Anti-Aging Strategy May Help HCV Liver Transplant Recipients
By evaluating one of the cellular components of senescence (the period of decline in health and function associated with aging), British researchers have identified a reason that liver transplant recipients are particularly susceptible to degenerating health. Since the Hepatitis C virus (HCV) is the most likely reason for a liver transplant in the United States, those with advanced HCV are more vulnerable to this characteristic of aging. Although the medical community is just beginning to unravel some of the biological factors involved in senescence, those with HCV who need a liver transplant can capitalize on the knowledge garnered thus far.
Three American scientists were awarded the 2009 Nobel Prize for Physiology and Medicine for their discovery about aging. Involving how chromosomes are copied during cellular division, these scientists identified telomere length as a predictor of health and longevity.
Crucial for cellular division, telomeres are protective DNA-protein complexes positioned at the tips of chromosomes:
- When cells divide, the exact sequence of DNA must be transcribed from the chromosomes of the parent cell to create chromosomes for the new cell.
- A piece of the telomere is clipped off and donated to the DNA sequence at the end of the chromosome so that the copying is complete and accurate.
- Most cells normally divide about 50-70 times, their telomeres getting progressively shorter until the cells lose their ability to divide, sustain genetic damage (which can cause cancer) or die.
Telomeres and Liver Transplant Recipients
On the heels of recognizing shortened telomere length as a hindrance to health and longevity, William Gelson from the University of Cambridge and colleagues investigated whether liver transplant recipients demonstrated this unwanted feature of senescence in immune cells.
As published in the May 2010 issue of Liver Transplantation, the British researchers found this marker of senescence to be accelerated in those with Hepatitis C who undergo liver transplants. Gelson and colleagues found that the telomeres of an important immune cell (lymphocytes) were significantly shorter in liver transplant recipients compared with control subjects. These findings suggest that besides immunosuppressive drugs used to prevent organ rejection, weakened immunity leading to complications (infections and cancers) in transplant patients may be attributable to senescence of the immune system – as identified by lymphocytes with shortened telomeres.
These findings suggest that liver transplant recipients may experience faster immune cell aging, which could help explain their increased rates of infections, cancer and other serious conditions.
Keeping Telomeres Long
While modern science is still a long time away from discovering the fountain of youth that prevents senescence, many experts believe that antioxidants represent the best defense against aging and illness.

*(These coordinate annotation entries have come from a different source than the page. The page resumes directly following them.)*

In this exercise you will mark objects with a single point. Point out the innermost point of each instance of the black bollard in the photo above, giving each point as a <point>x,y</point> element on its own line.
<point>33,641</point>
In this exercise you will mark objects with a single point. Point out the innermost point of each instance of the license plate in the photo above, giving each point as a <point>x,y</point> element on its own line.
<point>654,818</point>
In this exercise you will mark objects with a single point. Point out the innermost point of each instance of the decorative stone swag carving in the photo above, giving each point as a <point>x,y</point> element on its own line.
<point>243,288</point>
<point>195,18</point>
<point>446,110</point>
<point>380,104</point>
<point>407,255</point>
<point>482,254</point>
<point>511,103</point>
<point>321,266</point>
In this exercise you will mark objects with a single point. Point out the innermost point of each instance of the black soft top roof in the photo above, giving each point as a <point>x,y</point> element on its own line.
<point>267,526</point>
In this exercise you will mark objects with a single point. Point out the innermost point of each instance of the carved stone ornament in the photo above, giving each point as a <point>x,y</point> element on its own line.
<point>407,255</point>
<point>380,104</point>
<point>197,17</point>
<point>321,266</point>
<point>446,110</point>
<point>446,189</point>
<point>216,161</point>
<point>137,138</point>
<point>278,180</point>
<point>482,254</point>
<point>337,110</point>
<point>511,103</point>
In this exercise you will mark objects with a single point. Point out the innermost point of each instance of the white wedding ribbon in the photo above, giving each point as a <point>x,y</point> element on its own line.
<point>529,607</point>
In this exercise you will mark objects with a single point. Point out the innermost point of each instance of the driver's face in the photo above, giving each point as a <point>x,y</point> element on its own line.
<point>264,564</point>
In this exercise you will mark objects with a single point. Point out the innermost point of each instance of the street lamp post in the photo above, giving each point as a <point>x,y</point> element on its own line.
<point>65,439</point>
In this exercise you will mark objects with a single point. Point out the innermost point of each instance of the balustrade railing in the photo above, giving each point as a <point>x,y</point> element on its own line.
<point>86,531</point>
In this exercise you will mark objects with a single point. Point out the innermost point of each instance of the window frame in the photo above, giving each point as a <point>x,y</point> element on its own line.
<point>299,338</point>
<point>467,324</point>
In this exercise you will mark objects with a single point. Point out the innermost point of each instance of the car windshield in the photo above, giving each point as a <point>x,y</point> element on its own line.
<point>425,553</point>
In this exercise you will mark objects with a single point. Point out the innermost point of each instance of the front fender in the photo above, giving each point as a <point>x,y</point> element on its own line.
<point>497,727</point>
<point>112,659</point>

As published in the July 2002 edition of the journal, Trends in Biochemical Sciences, researchers from the University of Newcastle found that oxidative damage is repaired less well in the DNA of the telomere than elsewhere in the chromosome. Additionally, it was determined that oxidative stress accelerates telomere loss, whereas antioxidants decelerate it.
For decades, increasing the dietary consumption of antioxidants has been considered to be a superior strategy for retaining one’s youth and healthfulness. However, our new understanding of telomere length in liver transplant recipients gives those with late stage HCV infection more incentive than ever to indulge in antioxidants. Because shortened telomeres are more abundant following a liver transplant – and they foretell of a shorter life span – strategies to preserve telomere length (such as antioxidant consumption) will emerge as paramount to delay senescence in HCV liver transplant recipients.